It was the nipple seen ‘round the world. On Nov. 27, The New York Times ran a photo on its front page that showed a breast cancer survivor post-lumpectomy, exposing her scar and partially exposing her areola. The photo accompanied an article which explored the high rate of breast cancer in Israel and efforts to test for the cancer gene in the country. But somehow, the focus came down to one photo, which some found disturbing and offensive.

“These featured photographs of headless women, in quick succession, seemed more about selling the news by scandalizing and glamorizing women’s suffering. The pair of photos crossed a line for me — both ethically and aesthetically,” wrote Carolyn Connuscio, an assistant professor of family medicine and community health at the University of Pennsylvania, according to the Times blog.

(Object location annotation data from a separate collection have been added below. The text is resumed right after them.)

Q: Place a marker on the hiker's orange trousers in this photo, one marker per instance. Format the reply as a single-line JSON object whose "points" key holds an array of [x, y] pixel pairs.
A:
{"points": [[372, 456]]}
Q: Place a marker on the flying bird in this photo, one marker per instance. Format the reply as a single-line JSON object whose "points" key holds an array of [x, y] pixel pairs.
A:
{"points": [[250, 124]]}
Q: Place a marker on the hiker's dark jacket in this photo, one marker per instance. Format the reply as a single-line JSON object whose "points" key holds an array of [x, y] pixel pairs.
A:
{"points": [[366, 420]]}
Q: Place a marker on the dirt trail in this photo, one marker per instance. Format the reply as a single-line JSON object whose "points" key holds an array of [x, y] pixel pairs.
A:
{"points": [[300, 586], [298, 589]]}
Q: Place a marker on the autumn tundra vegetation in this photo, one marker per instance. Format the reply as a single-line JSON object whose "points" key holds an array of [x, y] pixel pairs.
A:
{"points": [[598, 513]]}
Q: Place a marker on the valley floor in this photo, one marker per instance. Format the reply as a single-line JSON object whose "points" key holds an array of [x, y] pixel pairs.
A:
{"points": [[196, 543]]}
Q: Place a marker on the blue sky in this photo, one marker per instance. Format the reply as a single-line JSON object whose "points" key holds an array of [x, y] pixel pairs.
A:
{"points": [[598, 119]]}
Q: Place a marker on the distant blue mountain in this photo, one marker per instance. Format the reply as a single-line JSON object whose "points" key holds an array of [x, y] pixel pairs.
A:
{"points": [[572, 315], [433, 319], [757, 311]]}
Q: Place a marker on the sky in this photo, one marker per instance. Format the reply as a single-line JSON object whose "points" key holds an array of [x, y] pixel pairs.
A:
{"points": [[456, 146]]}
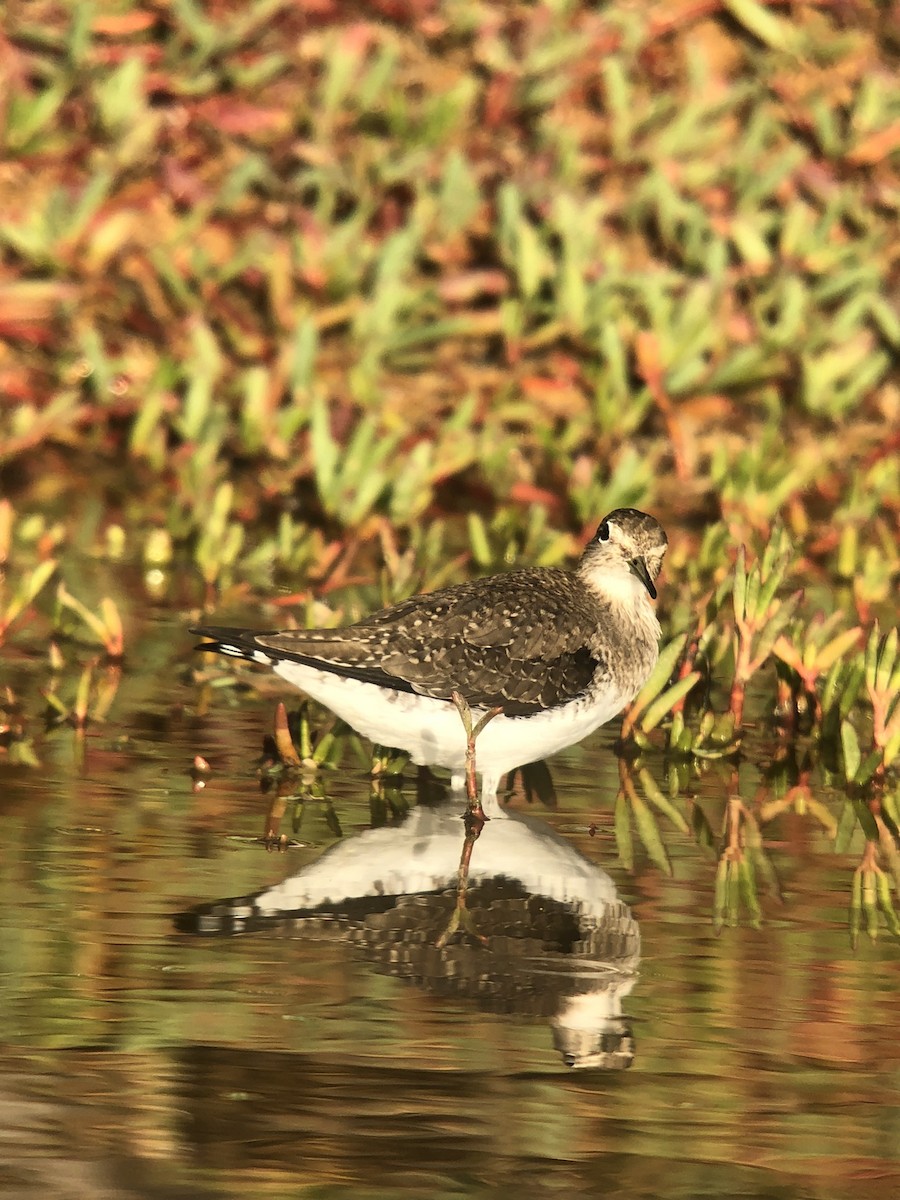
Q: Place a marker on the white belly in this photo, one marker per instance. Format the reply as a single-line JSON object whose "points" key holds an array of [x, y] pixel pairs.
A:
{"points": [[431, 730]]}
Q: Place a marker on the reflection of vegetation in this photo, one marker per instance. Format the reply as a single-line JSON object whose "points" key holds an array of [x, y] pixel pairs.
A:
{"points": [[334, 306]]}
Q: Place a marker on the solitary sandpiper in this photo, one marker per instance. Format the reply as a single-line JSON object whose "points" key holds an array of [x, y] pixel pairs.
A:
{"points": [[558, 652]]}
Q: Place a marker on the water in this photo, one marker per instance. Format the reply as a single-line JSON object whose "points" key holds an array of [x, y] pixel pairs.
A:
{"points": [[345, 1056]]}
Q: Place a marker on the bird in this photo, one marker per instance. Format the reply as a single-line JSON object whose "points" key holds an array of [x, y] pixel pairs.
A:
{"points": [[557, 652]]}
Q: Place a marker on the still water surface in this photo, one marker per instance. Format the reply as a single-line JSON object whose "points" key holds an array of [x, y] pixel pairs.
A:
{"points": [[187, 1014]]}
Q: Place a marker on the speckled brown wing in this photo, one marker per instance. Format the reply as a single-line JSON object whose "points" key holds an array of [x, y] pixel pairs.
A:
{"points": [[516, 641]]}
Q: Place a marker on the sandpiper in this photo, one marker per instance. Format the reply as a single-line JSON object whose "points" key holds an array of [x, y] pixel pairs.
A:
{"points": [[558, 652]]}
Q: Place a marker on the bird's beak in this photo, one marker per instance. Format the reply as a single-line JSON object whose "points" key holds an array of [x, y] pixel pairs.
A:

It’s an argument that has been made time and time again: breast cancer — as horrifying and deadly as any other cancer — is somehow made light of and dwindled down to a discussion of sex when it should not be. In October, during Breast Cancer Awareness Month, some campaigns were criticized for making light of breast cancer instead of treating it as the deadly disease that it is.  The Breast Cancer Research Foundation refused a $7,000 donation from Simple Pickup, a group of young men who make videos about how to court women, after they raised the money by “motorboating” random women on the street. A breast cancer awareness campaign that invented “mamming” — the act of placing one’s breasts on inanimate objects and taking photos of it to embrace the awkwardness of mammograms — also drew criticism for a lot of the same reasons. And probably most notably, “I Heart Boobies” bracelets, which have been used to raise money for breast cancer research, are at the center of a case that may head to the U.S. Supreme Court after one school deemed the bracelets lewd and suspended two girls for wearing them to school.

But has the argument gone too far? The woman in the Times photo thinks so. The 28-year-old, who chose to remain anonymous, said that the photo was not meant to be controversial. Rather, she wanted to add a humanity to an issue that has impacted her profoundly as a woman of Israeli descent and a breast cancer survivor. She said:

When I first saw the photo I did not find it either provocative or inappropriate. I thought it was powerful and told my story — I am a proud, young Jewish woman who had breast cancer, and I have a scar that proves it. I am not ashamed or embarrassed by the scar. Most of my breast was not exposed and the small part that was does not make the picture "cheap." I think it’s very artistic.

I didn’t expect such controversy around the photo — but I’m glad the photo caused an impact since I believe that there should be more awareness about breast cancer, genetic testing, the conflict of “what to do” with a positive result, etc. (...)

So maybe the idea of a tiny bit of a nipple being exposed on the front page of a world-renowned publication isn’t so offensive when you look at it like that. The idea was to tell a story. And how can one show the reality of breast cancer without, at some point, revealing a breast? Besides, it is our culture that has sexualized breasts. Perhaps if we treated a breast like every other body part that is susceptible to cancer, then a nipple would simply be a nipple — and the story, not the nipple attached to it, would spur the debate.